Decía Montaigne a propósito de la retórica:
Es un instrumento inventado para manejar y agitar a una turba y a un pueblo desordenado, y es un instrumento que no se emplea más que en los estados enfermos, como la medicina; en aquellos donde el vulgo, donde los ignorantes, donde todos pudieron todo, como el de Atenas, el de Rodas, y el de Roma, y donde las cosas estuvieron en continua tempestad, allí afluyeron los oradores.
Hoy, creemos más en las profecías que en la evidencia de los síntomas, en las promesas que en las demostraciones, en los juramentos que en las obras fehacientes. Cualquiera nos promete un atisbo de cambio, en este mundo nuestro tan descreído ya de toda posibilidad de metamorfosis positiva, y automáticamente se nos hace agua la boca de la esperanza y nos desgarramos el pecho por instituirlo como nuevo mesías. ¿Tan enfermo está el mundo para que cualquier palabra de feria surta el efecto adelantado de un milagroso elixir? ¿Nos vale más el esplendor de la lengua que la indubitable modificación ejercida por las acciones?
“Donde todos pudieron todo… Allí fluyeron los oradores…” He escuchado que el Papa Bergoglio es candidato al premio Nobel de la paz, y eso me hace pensar en Barack Obama, que apenas estrenada su presidencia recibía ese mismo premio por las promesas y la efervescencia desatada en su apoteósico discurso de investidura. Uno no podía dejar de sentir que algo nuevo se avecinaba, que un nuevo Martin Luther King accedía al poder del país más poderoso del mundo, que los males cesarían y que un nuevo orden mundial, auspiciado por el templado juicio de un hombre excepcional, llegaría entre destellos de luz y armonías seráficas. A algunos se les erizaba el vello y otros guardaron el discurso publicado del presidente negro como un baluarte para la oración, como un talismán que garantizaba la nueva parusía. La realidad, sin embargo, nos dejó a todos congelados en una mueca de mendicidad, y al propio presidente con una ácida sensación de frustración que se tradujo rápidamente en una tupida red de canas.

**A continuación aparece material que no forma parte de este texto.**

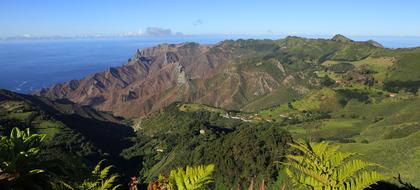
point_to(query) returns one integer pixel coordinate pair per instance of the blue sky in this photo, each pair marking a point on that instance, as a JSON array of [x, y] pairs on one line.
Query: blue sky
[[198, 17]]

El celebérrimo Bergoglio también ha sabido aprovechar esta coyuntura desencantada y reactivar nuestra adormecida fe a base de gestos y palabras, quizás nuevas por demasiado ancianas. Y siendo como son las cosas, no podemos evitar pensar que de ser en verdad un reformador de la Iglesia, debería guardar bien sus espaldas para evitar el sueño eterno que sorprendió a aquel antecesor suyo, Juan Pablo I, apartado vilmente del cargo a los 33 días mediante el tradicional ágape de la cicuta.
“Que el catolicismo, más aún, que la religión cristiana en su conjunto se halla en plena decadencia es algo que nos demuestra la experiencia diaria: tal y como hoy se presenta, prudente, complaciente, comedido”. Estas palabras de E. M. Cioran refuerzan mi sospecha de que la actitud del nuevo Papa sólo puede significar dos cosas: o bien un honesto esfuerzo hacia la rectificación de todos los errores y tropelías sumadas por la iglesia católica, con todo lo que esto tiene de desmesurado e improbable; o bien que agacha su cabeza servilmente a una no tan nueva masa de descreídos, sumisamente, como un cordero a punto de ser degollado, tratando de publicitar su doctrina bajo el rótulo del colegueo, abdicando estratégicamente de un abuso de poder que sabe debilitado.
Esta última versión me parece las más ajustada a los hechos: ¿Qué otra salida puede tener el cabeza de la iglesia frente a esta legión indomeñable de huérfanos? Conocedor de la realidad contemporánea a su mandato, el Papa sabe que si no juega bien su baza el edificio se desmoronará definitivamente. Atraer a los prosélitos a la palabra de Cristo es entonces ser riguroso con la aplicación de la misma, aunque al hacerlo simplemente se siga un protocolo, una estrategia de político. Modernizar la Iglesia significa en este sentido hacerla retroceder, es decir, que vuelva, aunque sea sólo en la forma, a reconocer en las palabras de su profeta una ley inexorable. Todo gesto simbólico del nuevo Papa sigue esta dirección.
Por nuestra parte, advertidos como estamos contra los oradores, sólo una decisión como la del desenlace de la película Las sandalias del pescador podría confirmar plenamente la veracidad de sus intenciones.